Total oxidation of naphthenic acids by catalytic ozonation

Abstract

This study investigated the mineralization of a model naphthenic acid compound, 4-methyl-1-cyclohexane carboxylic acid (4MCH), by catalytic ozonation. A catalyst screening was conducted using Cu, Ce, and Mn dispersed on γ-Al2O3, TiO2, ZrO2, and MgO to formulate an active catalyst for total oxidation of 4MCH. Cu/MgO (1 and 5 wt%) catalysts had the highest total organic carbon (TOC) removal. The catalysts maintained their TOC removal over five reusability cycles. The effect of various operating parameters, such as the pH of the reaction media, inlet gas phase ozone concentration, and type of buffer, was studied on the TOC removal of the Cu/MgO catalysts. To improve the activity of the Cu/MgO catalysts, novel copper-magnesium phosphate catalysts (CuxPyMg) were synthesized with different molar ratios of Cu to Mg (i.e., x) and P to Mg (i.e., y). The crystalline structure of the CuxPyMg catalysts was made of Mg(OH)2, Mg3(PO4)2·zH2O (z = 5 and 8), and MgNH4PO4·H2O. Cu atoms partially substituted Mg atoms and formed bonds with phosphorus atoms via lattice oxygen atoms. The Cu0.01P0.1Mg catalyst had the highest TOC removal with the lowest leaching of Cu and P. The P=O functional group of the Cu0.01P0.1Mg catalyst, combined with the atomic dispersion of Cu, resulted in 12 times faster TOC removal rates when compared to those of the Cu/Mg catalyst. A probe-based kinetic study was conducted to quantify the contributions of various reactive oxygen species involved in the oxidation of 4MCH. 57% of 4MCH was oxidized by hydroxyl radicals, while the contributions of ozone and superoxide radicals were 33% and 10%, respectively.

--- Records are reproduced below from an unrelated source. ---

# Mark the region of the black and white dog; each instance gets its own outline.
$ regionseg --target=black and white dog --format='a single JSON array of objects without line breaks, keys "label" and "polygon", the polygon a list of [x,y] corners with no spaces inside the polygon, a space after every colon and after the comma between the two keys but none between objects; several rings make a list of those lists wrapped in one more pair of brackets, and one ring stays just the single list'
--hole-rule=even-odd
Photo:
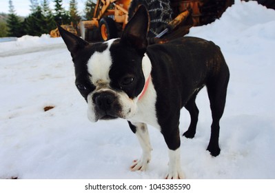
[{"label": "black and white dog", "polygon": [[140,6],[121,38],[89,43],[64,30],[59,32],[74,63],[75,84],[88,105],[88,118],[128,121],[143,150],[131,170],[144,170],[152,148],[146,124],[163,134],[168,147],[167,179],[183,179],[181,168],[180,110],[185,107],[191,123],[183,135],[193,138],[198,110],[196,96],[206,85],[213,122],[207,148],[220,153],[219,121],[225,104],[229,70],[220,48],[211,41],[183,37],[147,45],[148,14]]}]

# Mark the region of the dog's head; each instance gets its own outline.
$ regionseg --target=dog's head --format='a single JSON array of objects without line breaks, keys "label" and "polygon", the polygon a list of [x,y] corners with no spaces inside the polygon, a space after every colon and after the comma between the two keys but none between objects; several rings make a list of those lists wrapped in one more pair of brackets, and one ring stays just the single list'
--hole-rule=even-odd
[{"label": "dog's head", "polygon": [[145,85],[143,58],[148,14],[140,6],[119,39],[89,43],[59,26],[74,63],[75,84],[88,104],[91,121],[130,119]]}]

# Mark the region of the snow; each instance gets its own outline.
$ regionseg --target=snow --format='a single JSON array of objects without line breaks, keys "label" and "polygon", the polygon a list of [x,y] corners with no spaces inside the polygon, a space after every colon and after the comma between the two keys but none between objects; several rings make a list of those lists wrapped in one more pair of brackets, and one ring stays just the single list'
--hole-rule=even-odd
[{"label": "snow", "polygon": [[[275,11],[235,1],[220,19],[188,34],[218,45],[231,77],[217,157],[205,150],[212,121],[205,89],[198,96],[196,135],[181,137],[187,179],[275,178]],[[165,177],[168,152],[159,131],[149,127],[154,150],[147,170],[131,172],[141,150],[127,122],[88,121],[60,38],[1,43],[0,82],[0,179]],[[45,106],[54,108],[44,112]],[[189,123],[183,109],[181,134]]]}]

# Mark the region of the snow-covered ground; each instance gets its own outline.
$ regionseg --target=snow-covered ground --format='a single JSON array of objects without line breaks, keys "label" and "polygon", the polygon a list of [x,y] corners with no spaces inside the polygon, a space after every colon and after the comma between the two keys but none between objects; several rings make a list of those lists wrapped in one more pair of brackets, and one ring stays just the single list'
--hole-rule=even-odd
[{"label": "snow-covered ground", "polygon": [[[187,179],[275,179],[275,11],[235,1],[219,20],[188,34],[221,48],[231,79],[215,158],[205,150],[212,121],[205,89],[198,96],[196,136],[181,138]],[[0,43],[0,179],[164,178],[168,156],[159,132],[150,127],[148,170],[131,172],[141,150],[127,122],[90,123],[74,82],[60,38]],[[190,118],[181,112],[183,134]]]}]

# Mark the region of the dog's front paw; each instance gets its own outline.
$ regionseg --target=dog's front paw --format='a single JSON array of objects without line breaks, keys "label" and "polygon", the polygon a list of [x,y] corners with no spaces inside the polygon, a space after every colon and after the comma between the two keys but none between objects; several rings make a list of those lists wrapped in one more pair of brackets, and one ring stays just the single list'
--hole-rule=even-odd
[{"label": "dog's front paw", "polygon": [[141,156],[139,160],[134,160],[132,165],[131,165],[131,170],[134,172],[137,170],[145,171],[146,170],[147,166],[150,161],[150,156]]},{"label": "dog's front paw", "polygon": [[179,169],[169,171],[165,179],[184,179],[185,178],[183,172],[181,169]]}]

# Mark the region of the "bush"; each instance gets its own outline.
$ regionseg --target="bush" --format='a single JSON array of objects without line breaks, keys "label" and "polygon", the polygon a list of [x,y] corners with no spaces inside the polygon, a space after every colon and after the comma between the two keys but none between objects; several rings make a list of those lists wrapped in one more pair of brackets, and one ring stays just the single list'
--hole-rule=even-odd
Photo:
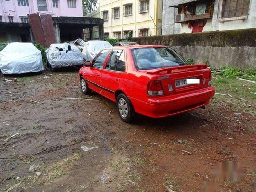
[{"label": "bush", "polygon": [[3,50],[3,49],[7,45],[8,42],[0,42],[0,51]]},{"label": "bush", "polygon": [[45,51],[47,49],[47,48],[38,42],[36,42],[35,46],[41,51],[41,52],[42,53],[42,63],[44,64],[44,66],[46,67],[47,59],[46,58],[46,53]]},{"label": "bush", "polygon": [[193,59],[191,58],[188,57],[186,59],[186,61],[187,62],[187,63],[189,65],[193,65],[194,64],[194,62]]}]

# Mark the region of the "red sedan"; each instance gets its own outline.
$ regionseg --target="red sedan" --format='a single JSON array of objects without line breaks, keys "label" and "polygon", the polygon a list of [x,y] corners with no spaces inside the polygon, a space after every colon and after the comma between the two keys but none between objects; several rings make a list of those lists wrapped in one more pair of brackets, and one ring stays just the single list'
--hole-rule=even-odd
[{"label": "red sedan", "polygon": [[189,65],[164,46],[105,49],[79,74],[83,93],[93,90],[116,102],[127,123],[135,112],[161,118],[202,107],[215,93],[210,68]]}]

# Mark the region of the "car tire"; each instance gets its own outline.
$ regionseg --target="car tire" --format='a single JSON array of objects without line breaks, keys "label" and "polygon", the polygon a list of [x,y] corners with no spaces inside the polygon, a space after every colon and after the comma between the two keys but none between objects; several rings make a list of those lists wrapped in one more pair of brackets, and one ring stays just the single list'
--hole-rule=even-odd
[{"label": "car tire", "polygon": [[123,93],[121,93],[117,96],[116,107],[118,114],[123,121],[130,123],[133,121],[134,112],[133,105],[128,97]]},{"label": "car tire", "polygon": [[82,89],[82,93],[84,94],[88,95],[91,93],[91,90],[89,88],[88,88],[87,83],[83,77],[81,77],[80,82],[80,84],[81,84],[81,89]]}]

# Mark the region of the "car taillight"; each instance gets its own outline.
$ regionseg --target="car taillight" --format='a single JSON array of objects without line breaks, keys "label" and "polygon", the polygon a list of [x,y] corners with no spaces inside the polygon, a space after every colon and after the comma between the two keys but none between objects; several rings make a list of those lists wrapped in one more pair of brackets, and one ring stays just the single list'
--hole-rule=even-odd
[{"label": "car taillight", "polygon": [[147,94],[150,96],[163,95],[163,88],[161,81],[151,81],[147,86]]},{"label": "car taillight", "polygon": [[208,82],[208,86],[210,86],[212,83],[211,78],[212,78],[211,71],[210,71],[210,76],[209,77],[209,81]]}]

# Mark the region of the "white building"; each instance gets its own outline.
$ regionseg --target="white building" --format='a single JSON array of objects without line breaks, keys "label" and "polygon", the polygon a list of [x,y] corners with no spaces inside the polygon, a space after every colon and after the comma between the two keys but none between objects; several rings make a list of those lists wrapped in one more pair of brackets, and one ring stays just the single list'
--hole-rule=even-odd
[{"label": "white building", "polygon": [[256,0],[163,0],[163,35],[256,28]]}]

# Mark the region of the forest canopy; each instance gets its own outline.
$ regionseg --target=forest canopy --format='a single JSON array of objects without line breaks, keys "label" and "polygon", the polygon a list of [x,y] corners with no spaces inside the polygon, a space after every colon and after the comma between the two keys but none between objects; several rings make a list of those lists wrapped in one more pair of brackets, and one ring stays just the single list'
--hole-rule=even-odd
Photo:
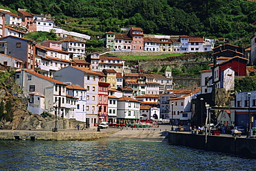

Singlet oxygen had no reactivity with 4MCH. The by-products of the oxidation of 4MCH were identified, and a reaction network was proposed for the oxidation of the molecule. It was proposed that the early stages of 4MCH oxidation involved the formation of oxygenated and hydroxylated intermediates, which ultimately decomposed into carbon dioxide and water. In conclusion, this research established that Cu/MgO and CuxPyMg catalysts were suitable catalysts for total oxidation of recalcitrant naphthenic acids.